Pero Hugh tiene antenas que llegan quién sabe hasta qué cubículos, de modo que de vez en cuando me da un sobresalto. Una vez levantó una
Mademoiselle
que contenía tu última carta, la enrolló, y empezó a pegarse en el muslo con este improvisado instrumento fálico hasta que, para mi alivio, dejó caer la revista sin abrirla y escogió otra del revistero. Buen susto. Pensé que estaba en una película de suspense. En otra ocasión, se pasó todo el fin de semana revisando los zócalos de la casa. Gracias a Dios, la semana anterior yo había reparado la pintura de mi zócalo, cubriendo los clavos. No sé si me anticipé a Hugh, o si lo suyo era una reacción ante cualquier cambio que pudiera sufrir la casa, por sutil o microscópico que fuera. Es aterrorizante vivir con un hombre que tiene el aparato sensorial de un gato. También es emocionante, y contribuye, por cierto, a recompensarme por el espantoso (aunque varonil) olor del aliento de Hugh después de su Courvoisier y sus Churchill. Fumar un cigarro es el insulto más íntimo que un hombre puede hacerle a una mujer. Si alguna vez te casas y quieres perder a tu mujer, ponte a fumar uno de esos cigarros en la cama. Cuan transparentes son los vicios de la gente.

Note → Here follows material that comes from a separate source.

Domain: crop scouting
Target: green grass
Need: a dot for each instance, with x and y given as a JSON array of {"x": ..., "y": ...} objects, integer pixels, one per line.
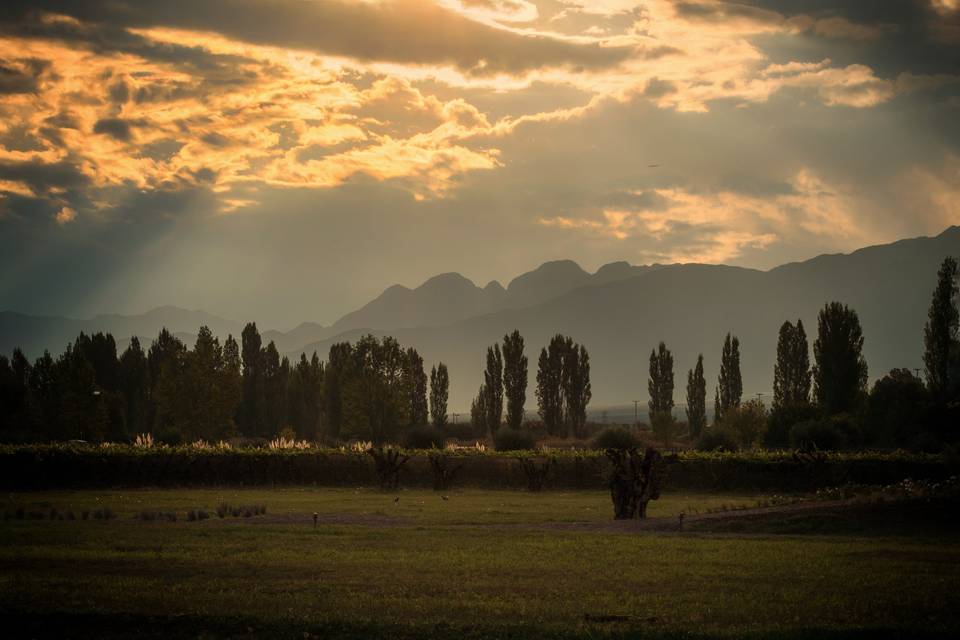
[{"x": 449, "y": 570}]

Divago, pero esto se debe a que últimamente estoy muy distraída. Sólo hace dos semanas que he vuelto a casa, y dentro de diez días regresamos a la Custodia, donde tengo la intención de quedarme todo el verano, con Hugh o sin él. En este momento, necesito el aire de Maine más que a mi marido, porque en mi ausencia Christopher ha sufrido una terrible regresión. No ha hecho más que tener horrendas pesadillas, como reacción, creo yo, contra lo que tenía que soportar su madre a miles de kilómetros de distancia, y ahora mi niñito se ve muy pálido y enclenque, como un preocupado muchacho de diez años, y no como un niño de un año y medio. Su madre siente que ella misma ha envejecido muchísimo. El trabajo que hacía me ha enseñado una lección terrible: ¡Las cosas pueden salir mal! De modo que esconder tus cartas en el dominio de Hugh ya no me deparaba el placer perverso de otros tiempos. Las posibles consecuencias eran demasiado grandes para poder soportarlas más. Como resultado de mi experiencia en el Proyecto, me he acostumbrado a esperar lo peor. Y lo peor, he descubierto, destruye todo lo que es bueno. ¡Cuan ingenua he sido! ¡Descubrir todo esto ahora mismo! Pero durante todo ese tiempo, tus cartas, tus amadas cartas, me ofrecieron el calor más travieso y permitieron que mi matrimonio respirara. Desde el punto de vista de la carnalidad, siempre he tenido una pasión totalmente profana por Hugh. No conozco otros hombres, pero dudo de que exista alguno más fálico que él. (Es como los botones y pistones de la Máquina Todopoderosa.) Todo por el bien de un trozo de congelado acero de Nueva Inglaterra como yo. Claro que, por otra parte, están sus apestosos cigarros, y sus glaciales poderes de concentración sobre cualquier cosa que no sea yo (hasta que vuelvo a atraer su atención). En medio de todo esto, tus cartas, tierno y estimulante agente. Podría traicionar a Hugh sólo un poquito, y por ello sentirme leal a él.